Усмирив села Симаново, Босево, Гайдари и еще несколько небольших общин, забрав оружие и произведя аресты, добровольческая команда из К. в среду утром 13 июня выехала обратно в город, ведя за собой человек пятьдесят крестьян. Кавалерийский же эскадрон отправился отдельно с эшелоном.
От села Звыничева к городу арестованные двигались колонной по три человека в ряд по свежескошенным лугам. Шапки и деревенские соломенные шляпы покачивались в нестройном ритме шагающих ног, то погружающихся в траву, то разминающих затвердевшие после дождя комья пыли. В хвосте конвоя мягко и звонко дребезжали военные повозки; лошади сердито фыркали — их манили к себе пастбища. Задувший с ночи северозападный ветер низко пригибал дикие груши и гнал по небу стада рваных облаков, тени которых ложились на поля темными пятнами. Балканские горы то становились холодно-зелеными, как изумруд, то, освещенные вдруг солнцем, светились, как опал.
Костадин шел впереди повозок, закинув руки на карабин, как на коромысло. Не бритое уже четыре дня, похудевшее и злое лицо его почернело; шея зудела от пота и пыли, левый сапог жал ногу. В памяти его беспорядочно мелькали знакомые и незнакомые лица, сельские корчмы, кривые улочки, плетни, дом, в котором он спал прошлой ночью; и над всем этим, подобно тяжелому, давящему каменному своду, нависали над душой его омерзение и тревога, мучило раскаяние, что он не бросил команду еще в Выглевцах. Проклятая надежда найти лошадей и уговоры Андона заставили-таки его отступить от принятого тогда решения.
Арестованные смыкали ряды и толкались, когда из-за раскисшей дороги приходилось идти по обочине. Пуговицы и крючки на штанах у них были отрезаны, поэтому они держали их одной рукой, а другой — прижимали висящую на плечах бурку или дерюжку. Два стервятника кружили над колонной и то сверкали на солнце своими белыми крыльями, окаймленными черной полоской, то вдруг, подхваченные ветром, завершив круг, на миг застывали неподвижно в воздухе.
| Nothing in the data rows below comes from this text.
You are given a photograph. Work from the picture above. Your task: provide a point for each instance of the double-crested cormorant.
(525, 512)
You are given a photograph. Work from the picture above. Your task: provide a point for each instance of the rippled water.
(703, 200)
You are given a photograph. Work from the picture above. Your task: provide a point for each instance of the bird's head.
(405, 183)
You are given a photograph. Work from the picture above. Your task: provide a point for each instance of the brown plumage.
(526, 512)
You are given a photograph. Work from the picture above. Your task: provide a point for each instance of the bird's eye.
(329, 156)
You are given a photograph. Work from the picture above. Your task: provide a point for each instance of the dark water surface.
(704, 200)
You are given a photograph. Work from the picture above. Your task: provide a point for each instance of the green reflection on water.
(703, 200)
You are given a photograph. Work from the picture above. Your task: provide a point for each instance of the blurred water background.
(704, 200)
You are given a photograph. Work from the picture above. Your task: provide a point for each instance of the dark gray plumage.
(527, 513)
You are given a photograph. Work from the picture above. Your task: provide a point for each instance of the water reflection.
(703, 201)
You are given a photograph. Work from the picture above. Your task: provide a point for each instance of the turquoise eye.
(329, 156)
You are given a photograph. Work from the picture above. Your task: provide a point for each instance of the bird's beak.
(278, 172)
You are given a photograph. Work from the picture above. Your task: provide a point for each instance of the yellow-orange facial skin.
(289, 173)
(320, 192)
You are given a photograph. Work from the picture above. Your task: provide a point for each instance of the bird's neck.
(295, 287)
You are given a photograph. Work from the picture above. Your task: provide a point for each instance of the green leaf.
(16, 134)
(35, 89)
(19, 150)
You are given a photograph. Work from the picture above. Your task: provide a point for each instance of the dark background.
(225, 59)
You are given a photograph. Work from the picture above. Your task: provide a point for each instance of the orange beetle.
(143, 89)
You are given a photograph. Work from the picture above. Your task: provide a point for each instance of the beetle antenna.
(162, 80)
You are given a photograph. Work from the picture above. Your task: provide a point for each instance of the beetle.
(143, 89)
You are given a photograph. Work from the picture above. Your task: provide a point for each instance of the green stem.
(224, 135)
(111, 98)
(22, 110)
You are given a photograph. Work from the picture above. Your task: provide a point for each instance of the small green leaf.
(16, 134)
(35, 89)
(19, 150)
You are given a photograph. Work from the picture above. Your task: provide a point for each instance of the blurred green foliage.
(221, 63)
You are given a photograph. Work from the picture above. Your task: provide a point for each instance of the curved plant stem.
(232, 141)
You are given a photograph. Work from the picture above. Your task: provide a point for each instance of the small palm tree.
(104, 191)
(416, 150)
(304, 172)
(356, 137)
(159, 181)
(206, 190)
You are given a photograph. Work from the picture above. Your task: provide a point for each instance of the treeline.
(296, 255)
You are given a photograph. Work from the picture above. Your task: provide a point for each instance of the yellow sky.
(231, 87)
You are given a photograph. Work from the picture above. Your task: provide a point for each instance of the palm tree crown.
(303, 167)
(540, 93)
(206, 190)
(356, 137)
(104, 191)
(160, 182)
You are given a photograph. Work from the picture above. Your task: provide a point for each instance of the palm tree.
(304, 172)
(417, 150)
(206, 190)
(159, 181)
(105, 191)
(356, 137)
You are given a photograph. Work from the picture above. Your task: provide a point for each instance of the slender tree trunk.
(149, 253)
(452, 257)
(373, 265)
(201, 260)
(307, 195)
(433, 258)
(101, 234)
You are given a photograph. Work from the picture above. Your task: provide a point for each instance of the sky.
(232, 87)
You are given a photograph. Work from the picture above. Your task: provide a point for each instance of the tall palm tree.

Пришпорив крупного буланого коня, отделенный командир поскакал через болотца, хлюпая и разбрызгивая вокруг грязь, к голове колонны, где ехал с сигнальщиками белокурый подпоручик.
— Чего ноги бережешь, ведь не на смотрины отправился?! Эй ты там, в середине, тебе говорю, пентюх! Не нарушай равнение! — заорал он, оттесняя конем нескольких арестованных и вынуждая их шлепать прямо по луже.
Кавалеристы из конвоя хмурились и избегали глядеть на крестьян.
— Ты что, турок? Не слишком заносись: Болгария не так уж велика, — отозвался один из арестантов.
— Не торопись стелить постель, ворона! Подожди, когда стемнеет! — Отделенный принялся насвистывать какое-то хоро и нарочно продолжал вклиниваться между конвоем и крестьянами.